Pilot study to assess intranasal compound for prevention of SARS-CoV-2 infection

Richard Levenson, professor of pathology and laboratory medicine at UC Davis Health, received a $25,000 COVID Catalyst award to evaluate the effectiveness of a variant of the compound chitosan in blocking infection by the novel coronavirus.

A compound often obtained from shrimp shells is being studied for its antiviral potential against the novel coronavirus. A compound often obtained from shrimp shells is being studied for its antiviral potential against the novel coronavirus.

Chitosan is approved for dietary use in Japan, Italy and Finland.
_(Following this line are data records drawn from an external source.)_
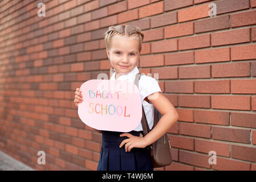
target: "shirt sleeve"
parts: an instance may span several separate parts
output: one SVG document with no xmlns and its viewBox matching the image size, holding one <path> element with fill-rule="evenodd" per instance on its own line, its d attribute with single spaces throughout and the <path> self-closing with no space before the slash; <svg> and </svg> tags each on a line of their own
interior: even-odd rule
<svg viewBox="0 0 256 182">
<path fill-rule="evenodd" d="M 156 79 L 143 75 L 139 81 L 139 89 L 143 101 L 153 93 L 160 92 L 162 93 Z"/>
</svg>

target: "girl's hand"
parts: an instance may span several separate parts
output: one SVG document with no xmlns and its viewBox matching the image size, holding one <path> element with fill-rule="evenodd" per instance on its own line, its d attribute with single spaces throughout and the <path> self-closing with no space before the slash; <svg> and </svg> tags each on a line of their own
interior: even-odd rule
<svg viewBox="0 0 256 182">
<path fill-rule="evenodd" d="M 81 90 L 79 88 L 76 88 L 76 92 L 75 92 L 75 100 L 74 100 L 74 102 L 75 105 L 78 107 L 78 104 L 81 103 L 84 100 L 82 97 L 83 96 L 81 93 Z"/>
<path fill-rule="evenodd" d="M 125 144 L 125 152 L 127 152 L 127 151 L 128 152 L 131 151 L 131 150 L 133 147 L 145 148 L 147 146 L 146 140 L 141 133 L 140 133 L 139 136 L 135 136 L 127 133 L 122 133 L 120 136 L 126 136 L 129 138 L 123 140 L 119 146 L 119 147 L 121 148 L 124 144 Z"/>
</svg>

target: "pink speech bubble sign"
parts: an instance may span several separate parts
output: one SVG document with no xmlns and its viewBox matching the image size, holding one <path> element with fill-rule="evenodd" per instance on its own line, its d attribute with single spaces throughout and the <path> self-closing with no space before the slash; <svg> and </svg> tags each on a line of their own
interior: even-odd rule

It is a sugar often obtained from the hard outer skeleton of shellfish, including crab, lobster and shrimp.

In-vitro studies have shown chitosan has antiviral activity against cororonaviruses but it has not yet been tested against SARS-CoV-2. Mice that received chitosan intranasally were protected from fatal doses of influenza virus.

In the absence of a vaccine to prevent COVID-19, the compound may have usefulness in protecting first responders and others in high-risk environments. Levenson and his collaborator, Lark Coffey, a virologist at UC Davis School of Veterinary Medicine, will test intranasal chitosan as an inhibitor of SARS-CoV-2 infection in susceptible transgenic mice.

Levenson’s study, “Intranasal Chitosan for COVID-19,” is one of 19 projects to receive COVID Catalyst funding. The funding is open to researchers at non-profit institutions within the Bay Area Virus network as well as investigators at UC Davis, UC Berkeley, UCSF, The Gladstone Institute, Stanford and UC Santa Cruz. The awards are philanthropic grants intended as catalytic bridge to support immediate research.